Dans un arrêt inédit, la Cour de cassation a statué la première fois sur le sort de la commission, lorsque deux agences font visiter le même bien au même acquéreur et sont en désaccord sur le montant de leur commission (Civ. 3e, 11 mai 2022, n° 21-15.943).

Le marché de la vente immobilière étant très tendu, il n'est pas rare de voir des agences opter pour le système d'inter-agence.

Ce principe consiste pour deux agences à coopérer ou travailler de concert, afin de faciliter la signature de ventes immobilières.

Bien entendu, ce principe nécessite de partager les commissions. Généralement, le partage s'effectue de moitié entre les parties, sauf exception.

Pour éviter tout malentendu, le partenariat se formalise par la signature d'une délégation de mandat, qui indique de manière détaillée les hypothèses de partage des commissions.

Cependant, il peut arriver un désaccord entre les parties, lorsque l'une des agences considère avoir fourni davantage d'efforts que l'autre, auquel cas le partage des commissions devient litigieux.

A notre connaissance, il n'existait pas de jurisprudence sur le départage de commissions entre deux agences en concurrence. Aussi, la Cour de cassation s'est prononcée pour la première fois sur cette question.

 

I. Rappel des faits

Le 27 octobre 2014, un couple de propriétaires confie un mandat de vente simple portant sur la vente de leur maison d'habitation, au Cabinet Immobilier Diffusion (la société CID) au prix de 499 000¤. Il est également prévu que la rémunération du mandataire, en cas de réalisation de la vente, sera de 20 000 euros TTC.

Le 5 mars 2015, l'agence fait visiter la maison à un couple.

Ce même jour, les propriétaires confie la vente de leur maison à une autre agence, l'agence ORPI, au même prix, avec la même commission.

Le 18 mars 2015, cette seconde agence fait également visiter cette même maison au même couple quelques jours plus tard.

Par deux e-mails du 20 mars 2015, les acquéreurs formulent une offre d'achat au prix de 499 000 euros aux deux agences immobilières, que ces deux dernières adressent aux vendeurs par lettre recommandée avec accusé de réception.

ORPI établit un compromis de vente , comprenant une clause intitulée "Négociation" prévoyant que la rémunération convenue et due par le vendeur à hauteur de 19 960 euros, sera versée à concurrence de 14 960 euros pour l'agence ORPI et de 5 000 euros pour l'agence CID.

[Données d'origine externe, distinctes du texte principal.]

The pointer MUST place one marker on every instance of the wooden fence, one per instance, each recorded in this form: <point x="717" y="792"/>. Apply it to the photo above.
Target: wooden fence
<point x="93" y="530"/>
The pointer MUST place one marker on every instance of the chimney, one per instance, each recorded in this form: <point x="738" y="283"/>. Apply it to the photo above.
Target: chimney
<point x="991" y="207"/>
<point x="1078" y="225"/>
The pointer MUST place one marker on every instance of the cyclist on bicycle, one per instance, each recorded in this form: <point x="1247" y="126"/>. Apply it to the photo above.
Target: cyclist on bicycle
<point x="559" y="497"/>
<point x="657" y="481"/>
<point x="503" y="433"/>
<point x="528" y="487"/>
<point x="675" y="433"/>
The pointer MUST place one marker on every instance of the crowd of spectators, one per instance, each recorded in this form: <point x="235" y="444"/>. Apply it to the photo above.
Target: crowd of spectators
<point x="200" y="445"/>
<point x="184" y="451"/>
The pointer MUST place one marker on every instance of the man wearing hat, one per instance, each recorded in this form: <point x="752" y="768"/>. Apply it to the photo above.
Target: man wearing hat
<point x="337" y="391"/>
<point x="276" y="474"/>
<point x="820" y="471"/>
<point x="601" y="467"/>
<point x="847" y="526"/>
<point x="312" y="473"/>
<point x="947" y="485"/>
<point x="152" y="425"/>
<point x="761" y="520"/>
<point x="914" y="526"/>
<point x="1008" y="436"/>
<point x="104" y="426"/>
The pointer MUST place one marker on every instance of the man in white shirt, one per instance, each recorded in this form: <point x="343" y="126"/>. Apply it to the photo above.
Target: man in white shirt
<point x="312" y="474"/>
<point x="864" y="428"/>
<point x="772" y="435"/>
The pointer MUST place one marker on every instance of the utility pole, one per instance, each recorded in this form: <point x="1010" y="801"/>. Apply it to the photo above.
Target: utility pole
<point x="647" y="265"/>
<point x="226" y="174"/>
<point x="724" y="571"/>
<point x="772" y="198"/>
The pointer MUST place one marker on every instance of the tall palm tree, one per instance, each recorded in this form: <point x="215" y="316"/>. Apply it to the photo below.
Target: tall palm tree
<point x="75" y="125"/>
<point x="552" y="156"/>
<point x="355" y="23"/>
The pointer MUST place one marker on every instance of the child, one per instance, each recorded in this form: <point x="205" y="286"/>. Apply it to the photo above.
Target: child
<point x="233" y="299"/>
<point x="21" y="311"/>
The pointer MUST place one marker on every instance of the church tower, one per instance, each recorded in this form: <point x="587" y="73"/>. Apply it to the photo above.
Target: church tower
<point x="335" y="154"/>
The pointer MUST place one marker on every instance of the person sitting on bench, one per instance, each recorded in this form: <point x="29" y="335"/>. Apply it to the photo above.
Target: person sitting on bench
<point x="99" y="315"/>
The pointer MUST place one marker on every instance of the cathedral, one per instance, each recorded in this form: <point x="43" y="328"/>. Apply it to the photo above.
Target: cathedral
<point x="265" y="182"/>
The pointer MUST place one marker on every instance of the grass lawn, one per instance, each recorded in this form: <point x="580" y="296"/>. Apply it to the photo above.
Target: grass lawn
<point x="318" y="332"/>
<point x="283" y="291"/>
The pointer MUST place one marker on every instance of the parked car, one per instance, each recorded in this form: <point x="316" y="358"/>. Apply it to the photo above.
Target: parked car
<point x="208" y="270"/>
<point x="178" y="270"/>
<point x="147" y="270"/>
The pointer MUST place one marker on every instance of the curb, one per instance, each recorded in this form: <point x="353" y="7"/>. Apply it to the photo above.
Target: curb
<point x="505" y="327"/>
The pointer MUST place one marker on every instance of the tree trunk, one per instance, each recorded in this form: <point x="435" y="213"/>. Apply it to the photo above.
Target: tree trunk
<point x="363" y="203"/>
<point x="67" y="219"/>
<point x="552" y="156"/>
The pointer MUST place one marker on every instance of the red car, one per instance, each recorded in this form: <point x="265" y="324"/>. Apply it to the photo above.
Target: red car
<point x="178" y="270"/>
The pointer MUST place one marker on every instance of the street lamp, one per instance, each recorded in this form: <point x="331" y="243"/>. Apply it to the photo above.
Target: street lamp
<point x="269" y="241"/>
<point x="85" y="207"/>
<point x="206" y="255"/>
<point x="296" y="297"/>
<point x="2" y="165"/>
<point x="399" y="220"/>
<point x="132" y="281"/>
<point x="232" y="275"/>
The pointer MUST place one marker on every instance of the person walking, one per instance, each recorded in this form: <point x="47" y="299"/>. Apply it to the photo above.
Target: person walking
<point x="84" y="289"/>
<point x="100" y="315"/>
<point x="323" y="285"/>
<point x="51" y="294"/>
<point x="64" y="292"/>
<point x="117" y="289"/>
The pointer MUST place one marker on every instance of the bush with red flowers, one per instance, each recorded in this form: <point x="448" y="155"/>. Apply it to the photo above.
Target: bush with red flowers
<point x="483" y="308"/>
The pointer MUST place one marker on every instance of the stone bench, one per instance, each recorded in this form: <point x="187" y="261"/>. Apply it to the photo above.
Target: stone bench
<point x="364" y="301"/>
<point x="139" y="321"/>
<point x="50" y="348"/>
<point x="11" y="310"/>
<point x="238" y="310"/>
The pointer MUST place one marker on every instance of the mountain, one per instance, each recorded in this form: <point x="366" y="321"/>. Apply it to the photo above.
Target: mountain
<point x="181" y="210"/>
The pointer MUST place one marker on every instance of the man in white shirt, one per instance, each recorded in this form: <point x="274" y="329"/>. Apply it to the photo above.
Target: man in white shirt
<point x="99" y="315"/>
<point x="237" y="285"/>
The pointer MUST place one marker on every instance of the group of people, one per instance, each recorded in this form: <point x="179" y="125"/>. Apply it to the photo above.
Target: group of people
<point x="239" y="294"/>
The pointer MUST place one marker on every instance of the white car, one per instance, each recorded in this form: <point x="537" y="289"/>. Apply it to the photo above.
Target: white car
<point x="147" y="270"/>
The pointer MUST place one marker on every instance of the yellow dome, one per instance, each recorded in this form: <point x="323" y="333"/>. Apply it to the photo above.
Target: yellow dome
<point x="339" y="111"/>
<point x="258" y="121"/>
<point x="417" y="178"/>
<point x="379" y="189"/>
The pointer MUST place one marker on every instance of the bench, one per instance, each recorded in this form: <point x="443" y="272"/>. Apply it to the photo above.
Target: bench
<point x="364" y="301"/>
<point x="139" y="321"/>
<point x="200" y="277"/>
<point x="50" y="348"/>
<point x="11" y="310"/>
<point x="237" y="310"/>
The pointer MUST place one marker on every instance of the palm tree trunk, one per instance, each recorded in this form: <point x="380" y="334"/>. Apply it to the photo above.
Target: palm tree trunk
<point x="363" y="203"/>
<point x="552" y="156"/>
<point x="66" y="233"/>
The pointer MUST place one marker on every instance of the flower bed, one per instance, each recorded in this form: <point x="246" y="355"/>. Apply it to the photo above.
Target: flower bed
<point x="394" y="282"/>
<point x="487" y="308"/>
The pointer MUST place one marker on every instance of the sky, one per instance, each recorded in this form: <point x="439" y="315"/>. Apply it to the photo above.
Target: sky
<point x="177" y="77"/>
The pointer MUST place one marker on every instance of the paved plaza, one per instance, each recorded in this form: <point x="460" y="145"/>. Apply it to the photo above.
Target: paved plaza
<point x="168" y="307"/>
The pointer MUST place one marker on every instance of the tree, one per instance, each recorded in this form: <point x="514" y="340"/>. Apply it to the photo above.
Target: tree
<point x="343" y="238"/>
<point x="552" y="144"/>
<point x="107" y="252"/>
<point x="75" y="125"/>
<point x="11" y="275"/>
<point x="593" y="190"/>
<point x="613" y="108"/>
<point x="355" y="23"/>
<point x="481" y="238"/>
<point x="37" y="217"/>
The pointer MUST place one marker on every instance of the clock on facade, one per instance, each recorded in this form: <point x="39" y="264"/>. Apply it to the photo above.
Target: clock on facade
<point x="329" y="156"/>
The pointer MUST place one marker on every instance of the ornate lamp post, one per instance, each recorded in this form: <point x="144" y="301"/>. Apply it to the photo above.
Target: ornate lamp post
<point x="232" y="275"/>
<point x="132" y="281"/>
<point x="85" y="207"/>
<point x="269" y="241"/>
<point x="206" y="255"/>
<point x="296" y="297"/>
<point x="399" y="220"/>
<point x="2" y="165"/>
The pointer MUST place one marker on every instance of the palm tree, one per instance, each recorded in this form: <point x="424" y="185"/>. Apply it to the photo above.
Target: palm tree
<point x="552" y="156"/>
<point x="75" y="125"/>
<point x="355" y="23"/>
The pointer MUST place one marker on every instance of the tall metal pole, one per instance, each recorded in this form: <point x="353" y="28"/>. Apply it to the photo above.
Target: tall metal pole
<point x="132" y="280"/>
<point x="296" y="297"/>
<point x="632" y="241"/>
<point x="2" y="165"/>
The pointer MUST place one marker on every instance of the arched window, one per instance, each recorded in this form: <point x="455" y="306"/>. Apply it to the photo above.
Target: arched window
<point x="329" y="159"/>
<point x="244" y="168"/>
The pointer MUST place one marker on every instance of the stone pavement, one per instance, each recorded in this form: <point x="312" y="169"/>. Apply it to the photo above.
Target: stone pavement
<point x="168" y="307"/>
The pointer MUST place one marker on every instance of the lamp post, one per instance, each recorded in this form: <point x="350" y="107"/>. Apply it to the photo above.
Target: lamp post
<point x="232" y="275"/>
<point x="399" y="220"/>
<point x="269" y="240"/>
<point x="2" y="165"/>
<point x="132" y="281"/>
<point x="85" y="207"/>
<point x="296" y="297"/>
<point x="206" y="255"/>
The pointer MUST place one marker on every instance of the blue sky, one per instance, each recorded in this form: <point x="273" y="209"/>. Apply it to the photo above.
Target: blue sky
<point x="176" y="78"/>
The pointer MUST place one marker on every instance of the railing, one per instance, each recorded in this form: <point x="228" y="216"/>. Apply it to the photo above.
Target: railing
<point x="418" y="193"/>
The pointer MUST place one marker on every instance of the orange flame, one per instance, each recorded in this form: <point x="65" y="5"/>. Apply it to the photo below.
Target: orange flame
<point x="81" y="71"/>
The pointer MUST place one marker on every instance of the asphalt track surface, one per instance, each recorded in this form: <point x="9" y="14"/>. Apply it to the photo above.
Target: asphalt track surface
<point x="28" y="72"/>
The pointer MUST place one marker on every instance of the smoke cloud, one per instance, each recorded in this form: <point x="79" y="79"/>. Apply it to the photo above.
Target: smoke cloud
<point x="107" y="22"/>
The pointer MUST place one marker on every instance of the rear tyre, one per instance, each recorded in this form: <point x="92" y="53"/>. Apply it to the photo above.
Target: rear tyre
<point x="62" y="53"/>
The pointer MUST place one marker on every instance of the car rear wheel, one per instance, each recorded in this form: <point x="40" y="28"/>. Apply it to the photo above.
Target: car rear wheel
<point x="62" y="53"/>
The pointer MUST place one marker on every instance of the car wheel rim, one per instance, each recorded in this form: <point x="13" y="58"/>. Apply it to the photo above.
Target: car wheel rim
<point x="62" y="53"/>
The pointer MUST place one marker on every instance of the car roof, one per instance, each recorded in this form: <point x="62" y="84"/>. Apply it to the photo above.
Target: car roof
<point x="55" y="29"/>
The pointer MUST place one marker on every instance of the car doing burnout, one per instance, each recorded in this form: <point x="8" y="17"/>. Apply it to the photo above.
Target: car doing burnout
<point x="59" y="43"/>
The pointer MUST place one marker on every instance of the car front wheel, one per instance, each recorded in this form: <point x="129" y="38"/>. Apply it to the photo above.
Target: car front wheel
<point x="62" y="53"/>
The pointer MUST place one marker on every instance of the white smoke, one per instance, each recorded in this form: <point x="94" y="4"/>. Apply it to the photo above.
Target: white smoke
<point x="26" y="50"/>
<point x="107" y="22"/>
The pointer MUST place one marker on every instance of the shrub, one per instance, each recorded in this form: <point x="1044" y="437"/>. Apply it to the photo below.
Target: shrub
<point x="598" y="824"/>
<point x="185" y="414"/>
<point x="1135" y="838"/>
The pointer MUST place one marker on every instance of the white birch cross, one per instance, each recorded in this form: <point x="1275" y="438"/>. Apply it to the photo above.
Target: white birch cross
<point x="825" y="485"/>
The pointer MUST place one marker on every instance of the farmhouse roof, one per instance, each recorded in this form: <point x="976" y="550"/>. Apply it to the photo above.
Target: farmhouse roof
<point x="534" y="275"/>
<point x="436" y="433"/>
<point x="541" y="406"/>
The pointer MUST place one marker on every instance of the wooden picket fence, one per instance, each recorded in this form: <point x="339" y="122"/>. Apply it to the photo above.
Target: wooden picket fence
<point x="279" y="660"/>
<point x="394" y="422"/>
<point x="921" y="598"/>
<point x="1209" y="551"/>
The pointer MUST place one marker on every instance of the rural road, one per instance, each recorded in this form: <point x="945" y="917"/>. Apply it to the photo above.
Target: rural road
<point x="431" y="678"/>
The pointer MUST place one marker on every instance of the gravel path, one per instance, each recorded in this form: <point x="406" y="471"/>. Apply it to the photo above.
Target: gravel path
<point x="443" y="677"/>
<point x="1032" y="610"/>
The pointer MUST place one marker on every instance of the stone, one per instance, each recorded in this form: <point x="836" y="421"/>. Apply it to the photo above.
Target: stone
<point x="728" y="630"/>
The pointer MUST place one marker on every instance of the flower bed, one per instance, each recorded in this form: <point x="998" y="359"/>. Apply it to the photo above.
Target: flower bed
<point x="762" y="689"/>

Cette dernière conteste cette répartition, sollicitant un partage égalitaire.

La vente est finalisée devant le notaire, qui consigne le montant de la commission de 19.960 euros.

Aussi, revendiquant chacune le paiement des commissions, sans partage, les agences immobilières assignent les vendeurs en paiement.

 

II. Décision de la cour d'Appel

Après analyse des pièces du dossier (bons de visite, bons de recherche, mandats de vente, offres matérialisées par les e-mails des acheteurs en date du 20 mars 2015 et compromis de vente), les juges d'appel considèrent que les deux agences immobilières ont participé à la vente dans la même proportion de travail.

En effet, selon la Cour d'appel, rien ne démontre que l'activité de l'une des agences a été plus essentielle et déterminante que celle l'autre, si bien que la commission doit être partagée par moitié.

Insatisfaite, l'agence ORPI se pourvoit en cassation.

 

III. Décision de la cour de Cassation

La Cour de cassation rejette le pourvoi et confirme l'arrêt d'appel en trois points.

D'une part, le bien avait été visité une première fois par le couple d’acquéreurs par l'intermédiaire de l’agence titulaire du premier mandat simple et, le jour même de cette visite, la seconde agence avait obtenu un mandat non exclusif par les vendeurs.

D'autre part, le couple d'acquéreurs avait formulé une offre au prix adressée à chacune des deux agences.

Enfin, le bien a été vendu aux termes d'une promesse unilatérale de vente et d'un acte définitif rédigés tous deux par le notaire chargé de la vente.

De fait, le compromis de vente n'a pas été conclu par l'entremise d'une seule agence, mais des deux.

C'est pourquoi la Cour de cassation confirme la décision des juges d’appel ayant déduit que la commission devait être partagée par moitié entre les deux agences, étant donné qu'elles ont participé à la vente en parfaite égalité.

La solution aurait été certainement différente, si les juges avaient pu identifier l'agence dont l’intervention avait été déterminante pour la conclusion de la vente. Dans ce cas, il n'y aurait pas eu de partage égalitaire, mais un partage au prorata de l'activité des agences.